O Tribunal Constitucional (TC) decidiu aceitar a inscrição como partido político do Chega, fundado pelo ex-autarca André Ventura, lê-se num acórdão ao qual a agência Lusa teve acesso.

Na fundamentação do acórdão n.º 219/2019, em que recusam a coligação “Europa Chega”, os juízes do Palácio Ratton referem que, “através do acórdão 218/2019, prolatado hoje [terça-feira], o Tribunal Constitucional deferiu o requerimento tendente à inscrição de um partido político com a denominação ‘Chega’”.

O acórdão n.º 218/2019 ainda não foi divulgado pelo TC, mas ao longo do acórdão n.º 219/2019 os juízes referem por diversas vezes que a inscrição do partido foi aceite.

Este partido será reconhecido como tal - com a sigla, o símbolo e a denominação adotados – imediatamente após a publicação em Diário da República da decisão que aceitou a sua inscrição, momento em que adquirirá personalidade jurídica, e a partir do qual poderá dar início às respetivas atividades”, acrescenta o texto.

Por isso, o Chega ainda não aparece na lista dos partidos políticos disponível no ‘site’ do TC.

Em 23 de janeiro, o presidente da Comissão Instaladora do Chega, André Ventura, entregou ao TC as assinaturas, os estatutos e a declaração de princípios exigidas por lei para formalizar a constituição de um novo partido.

Após ter detetado a existência de irregularidades diversas nas assinaturas entregues, em meados de março o tribunal notificou os signatários para o facto de ter invalidado algumas.

A situação acabou corrigida por parte do Chega, com a entrega de mais assinaturas.

O último partido aceite pelo TC foi a Aliança, em 23 de outubro de 2018, partido liderado por Pedro Santana Lopes.

O Chega será o 24.º partido político no país.

Europeias: coligação “Europa Chega” recusada

O TC não aceitou a segunda coligação encabeçada por André Ventura, que pretendia concorrer às eleições europeias, intitulada “Europa Chega”, por considerar que a “denominação apresentada não satisfaz as exigências aplicáveis”.
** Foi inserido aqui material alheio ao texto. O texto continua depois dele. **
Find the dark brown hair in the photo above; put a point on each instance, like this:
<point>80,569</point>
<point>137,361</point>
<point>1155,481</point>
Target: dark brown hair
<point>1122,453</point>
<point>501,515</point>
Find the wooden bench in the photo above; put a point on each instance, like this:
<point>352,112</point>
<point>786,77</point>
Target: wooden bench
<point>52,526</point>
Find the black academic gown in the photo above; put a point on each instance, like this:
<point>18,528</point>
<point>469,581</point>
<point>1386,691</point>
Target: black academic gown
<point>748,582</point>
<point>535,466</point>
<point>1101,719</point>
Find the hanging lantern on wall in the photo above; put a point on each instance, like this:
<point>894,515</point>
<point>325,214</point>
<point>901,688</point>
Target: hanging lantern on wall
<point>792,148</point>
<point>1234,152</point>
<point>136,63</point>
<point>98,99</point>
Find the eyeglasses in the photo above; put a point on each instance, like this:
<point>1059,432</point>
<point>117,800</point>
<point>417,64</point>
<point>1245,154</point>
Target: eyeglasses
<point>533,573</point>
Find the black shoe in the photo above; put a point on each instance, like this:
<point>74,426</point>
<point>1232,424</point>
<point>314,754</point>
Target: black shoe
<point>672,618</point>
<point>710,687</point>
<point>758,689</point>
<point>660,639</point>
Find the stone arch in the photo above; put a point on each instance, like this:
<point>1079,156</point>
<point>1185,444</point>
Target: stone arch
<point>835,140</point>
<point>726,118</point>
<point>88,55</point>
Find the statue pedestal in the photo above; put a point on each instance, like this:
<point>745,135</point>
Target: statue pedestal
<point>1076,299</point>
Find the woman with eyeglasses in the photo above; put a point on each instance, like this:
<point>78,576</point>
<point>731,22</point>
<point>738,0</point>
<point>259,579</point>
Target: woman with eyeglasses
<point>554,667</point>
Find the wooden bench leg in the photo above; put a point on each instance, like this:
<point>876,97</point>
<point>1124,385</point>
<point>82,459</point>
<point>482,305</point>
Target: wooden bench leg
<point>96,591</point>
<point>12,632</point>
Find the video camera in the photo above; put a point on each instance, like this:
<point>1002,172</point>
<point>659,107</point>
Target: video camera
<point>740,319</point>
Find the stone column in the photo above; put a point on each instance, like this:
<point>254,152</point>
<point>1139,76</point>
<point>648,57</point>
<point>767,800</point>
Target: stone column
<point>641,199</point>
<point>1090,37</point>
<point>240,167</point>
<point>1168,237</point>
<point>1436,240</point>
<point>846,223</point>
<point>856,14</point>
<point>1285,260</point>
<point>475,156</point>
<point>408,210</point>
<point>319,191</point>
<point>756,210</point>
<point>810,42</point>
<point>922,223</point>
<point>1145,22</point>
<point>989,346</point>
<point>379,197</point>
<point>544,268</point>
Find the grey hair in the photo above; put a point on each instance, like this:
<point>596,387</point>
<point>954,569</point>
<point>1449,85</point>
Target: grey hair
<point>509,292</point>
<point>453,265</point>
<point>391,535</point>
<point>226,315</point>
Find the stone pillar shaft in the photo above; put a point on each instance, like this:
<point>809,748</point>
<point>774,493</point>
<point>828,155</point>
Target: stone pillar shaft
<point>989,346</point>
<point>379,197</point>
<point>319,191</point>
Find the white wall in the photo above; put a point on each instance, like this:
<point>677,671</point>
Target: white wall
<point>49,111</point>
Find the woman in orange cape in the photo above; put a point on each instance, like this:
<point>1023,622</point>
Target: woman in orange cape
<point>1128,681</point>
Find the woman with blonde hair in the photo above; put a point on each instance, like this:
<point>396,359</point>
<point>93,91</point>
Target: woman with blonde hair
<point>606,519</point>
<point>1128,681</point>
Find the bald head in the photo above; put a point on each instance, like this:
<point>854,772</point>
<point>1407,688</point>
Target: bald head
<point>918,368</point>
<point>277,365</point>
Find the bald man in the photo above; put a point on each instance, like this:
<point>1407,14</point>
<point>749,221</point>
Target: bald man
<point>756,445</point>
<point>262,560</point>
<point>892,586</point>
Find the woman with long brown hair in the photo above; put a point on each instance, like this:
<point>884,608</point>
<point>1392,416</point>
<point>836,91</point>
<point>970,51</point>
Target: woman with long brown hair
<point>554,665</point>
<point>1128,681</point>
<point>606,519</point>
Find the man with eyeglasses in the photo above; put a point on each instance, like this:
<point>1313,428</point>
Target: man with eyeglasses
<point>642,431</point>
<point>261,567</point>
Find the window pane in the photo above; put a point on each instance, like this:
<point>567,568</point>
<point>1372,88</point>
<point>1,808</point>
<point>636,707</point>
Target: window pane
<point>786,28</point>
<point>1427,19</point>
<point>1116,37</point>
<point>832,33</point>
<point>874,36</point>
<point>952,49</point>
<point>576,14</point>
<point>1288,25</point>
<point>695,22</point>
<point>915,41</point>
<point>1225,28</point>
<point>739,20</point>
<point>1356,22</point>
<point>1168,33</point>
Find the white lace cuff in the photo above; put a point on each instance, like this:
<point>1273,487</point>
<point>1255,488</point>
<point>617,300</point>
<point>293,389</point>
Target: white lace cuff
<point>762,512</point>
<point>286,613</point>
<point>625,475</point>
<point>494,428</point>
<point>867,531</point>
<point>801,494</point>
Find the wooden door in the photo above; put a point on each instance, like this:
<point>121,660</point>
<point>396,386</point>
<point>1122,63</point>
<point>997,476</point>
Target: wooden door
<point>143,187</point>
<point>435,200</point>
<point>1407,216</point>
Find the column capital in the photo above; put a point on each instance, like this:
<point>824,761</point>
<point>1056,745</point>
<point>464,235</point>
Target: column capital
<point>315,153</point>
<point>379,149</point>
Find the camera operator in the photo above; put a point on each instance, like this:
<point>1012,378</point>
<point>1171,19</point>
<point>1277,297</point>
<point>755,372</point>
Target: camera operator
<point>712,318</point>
Decide-se recusar a anotação da coligação entre o Partido Popular Monárquico (PPM) e o Partido Cidadania e Democracia Cristã (PPV/CDC), denominada ‘Europa Chega’, constituída com vista a concorrer à eleição dos deputados ao Parlamento Europeu, marcada para 26 de maio de 2019”, lê-se no acórdão do TC datado de terça-feira, ao qual a agência Lusa teve hoje acesso.

Além destes dois partidos, faziam também parte da coligação o Chega (fundado por André Ventura) e a Democracia 21.

De acordo com o acórdão, a “denominação apresentada não satisfaz as exigências aplicáveis”.

Na fundamentação, os juízes do Palácio Ratton referem que o nome da coligação não pode apresentar “identidade ou semelhança com as de outros partidos, coligações ou frentes” e argumentam que “a designação Europa Chega integra um termo que corresponde à designação de um partido: Chega”.

Traduz-se isto num risco efetivo e considerável de um eleitor ser levado a confundir a coligação Europa Chega com o partido Chega, sendo por exemplo induzido no equívoco de que a coligação Europa Chega mais não é do que o partido Chega em concurso à eleição dos deputados ao Parlamento Europeu”, frisam os juízes.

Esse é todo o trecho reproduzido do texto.